Muitas vezes a limpeza urbana parece apenas uma forma de tornar a cidade mais bonita. Mas, na verdade, a coleta e o tratamento do lixo são essenciais para eliminar focos de doença e preservar o meio ambiente. Na cidade do Rio de Janeiro, a Companhia Municipal de Limpeza Urbana (Comlurb) é a responsável pela coleta domiciliar e pela limpeza dos espaços públicos. A Avenida Rio Branco, por exemplo, uma das mais movimentadas do Rio, é varrida seis vezes ao dia. A Comlurb recolhe, em média, 7.800 toneladas de lixo produzidas diariamente pela população. Para dar conta de tudo isso, são mais de mil veículos e 13 mil empregados, que se destacam nas ruas pelo uniforme de cor laranja. E foi assim, como gari, que o senhor Valério Macabu trabalhou por mais de 30 anos. “O trabalho é assim: limpar bueiro, limpar ralo, apanhar bichos mortos e levar para o vazadouro... Era sol e chuva, todos os dias”, conta.

Enquanto esteve em atividade, Valério recebia adicional de insalubridade por causa do tipo de trabalho que realizava – em grau máximo, conforme prevê a legislação trabalhista. Limpeza urbana e coleta de lixo são consideradas por lei atividades insalubres: que não apresentam um conjunto de condições propícias à saúde pública. E junto com as atividades profissionais consideradas perigosas (que exigem esforço físico ou mental superior ao normal) têm direito à aposentadoria especial. Com mais de 30 anos de trabalho só na Comlurb, Valério deu entrada, no INSS, ao pedido de aposentadoria especial. Pedido que foi negado. Sua alternativa foi procurar um advogado para lutar por seus direitos na Justiça. “Do primeiro ao último contra-cheque, ele recebeu a insalubridade. E sobre essa insalubridade, é recolhido o percentual do INSS. Só que o INSS, na hora de conceder o benefício, nega, alegando que não é insalubre a atividade de gari”, reclama o advogado Magno Neves Barbosa. O INSS, através do perito Dr. Marcelino da Silva, discorda. “O simples fato do empregado ganhar insalubridade não garante a ele aposentadoria especial. Mas para ele ter direito à aposentadoria especial, tem que ter insalubridade”.

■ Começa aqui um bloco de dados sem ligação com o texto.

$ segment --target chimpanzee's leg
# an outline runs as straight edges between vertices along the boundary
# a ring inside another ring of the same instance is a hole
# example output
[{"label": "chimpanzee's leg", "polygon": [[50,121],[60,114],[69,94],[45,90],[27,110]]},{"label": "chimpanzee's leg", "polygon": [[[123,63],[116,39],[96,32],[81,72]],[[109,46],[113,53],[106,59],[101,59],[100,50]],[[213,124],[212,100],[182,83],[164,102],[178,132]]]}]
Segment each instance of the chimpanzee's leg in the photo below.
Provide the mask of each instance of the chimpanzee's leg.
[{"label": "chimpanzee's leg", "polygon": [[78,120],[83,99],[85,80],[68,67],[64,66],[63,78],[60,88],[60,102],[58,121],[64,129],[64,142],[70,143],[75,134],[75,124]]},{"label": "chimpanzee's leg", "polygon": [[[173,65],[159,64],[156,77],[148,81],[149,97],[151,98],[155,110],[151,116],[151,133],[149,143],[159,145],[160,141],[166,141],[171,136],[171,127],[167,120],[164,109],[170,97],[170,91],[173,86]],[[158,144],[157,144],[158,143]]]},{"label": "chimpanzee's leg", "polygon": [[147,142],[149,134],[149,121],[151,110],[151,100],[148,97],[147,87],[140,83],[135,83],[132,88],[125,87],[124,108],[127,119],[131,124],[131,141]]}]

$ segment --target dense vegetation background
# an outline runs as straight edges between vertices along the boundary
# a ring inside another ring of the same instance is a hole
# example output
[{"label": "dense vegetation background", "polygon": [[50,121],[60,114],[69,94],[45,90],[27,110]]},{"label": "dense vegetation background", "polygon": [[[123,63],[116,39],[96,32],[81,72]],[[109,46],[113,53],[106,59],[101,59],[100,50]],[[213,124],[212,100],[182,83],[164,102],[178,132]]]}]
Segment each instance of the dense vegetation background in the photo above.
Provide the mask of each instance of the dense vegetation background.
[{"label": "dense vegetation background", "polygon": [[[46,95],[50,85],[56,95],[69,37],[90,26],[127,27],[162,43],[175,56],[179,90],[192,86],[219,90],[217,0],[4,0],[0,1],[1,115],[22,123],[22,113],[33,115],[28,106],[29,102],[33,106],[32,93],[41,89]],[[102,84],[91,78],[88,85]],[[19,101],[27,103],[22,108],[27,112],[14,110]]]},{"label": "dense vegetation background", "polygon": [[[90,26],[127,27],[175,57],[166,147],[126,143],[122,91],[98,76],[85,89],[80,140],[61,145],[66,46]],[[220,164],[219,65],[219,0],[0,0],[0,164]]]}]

Para negar o benefício, o INSS alegou que a exposição do gari a agentes nocivos à saúde não seria constante, como exige a lei. “Existe gari que trabalha permanentemente com doenças infecto-contagiosas, com lixo contaminado, de hospitais. Esse tem direito à aposentadoria especial. O gari que trabalha na rua não tem direito porque não é habitual e permanente o contato dele com elementos infectados”, explica Dr. Marcelino. “Eles dizem isso, mas pra mim, porque lá o gari tem que fazer de tudo, ninguém tem serviço efetivo. O serviço é um só”, reclama Valério. Baseada na súmula 198, do extinto Tribunal Federal de Recursos, a Justiça Federal reconheceu o direito do Sr. Valério, que vai receber inclusive os atrasados, calculados desde 1994. “Isso para eles é uma vitória, porque trabalham a vida toda, e quando chega lá tem direito à aposentadoria especial. Então, saindo um documento com aposentadoria especial, já é um ganho”, comemora o advogado.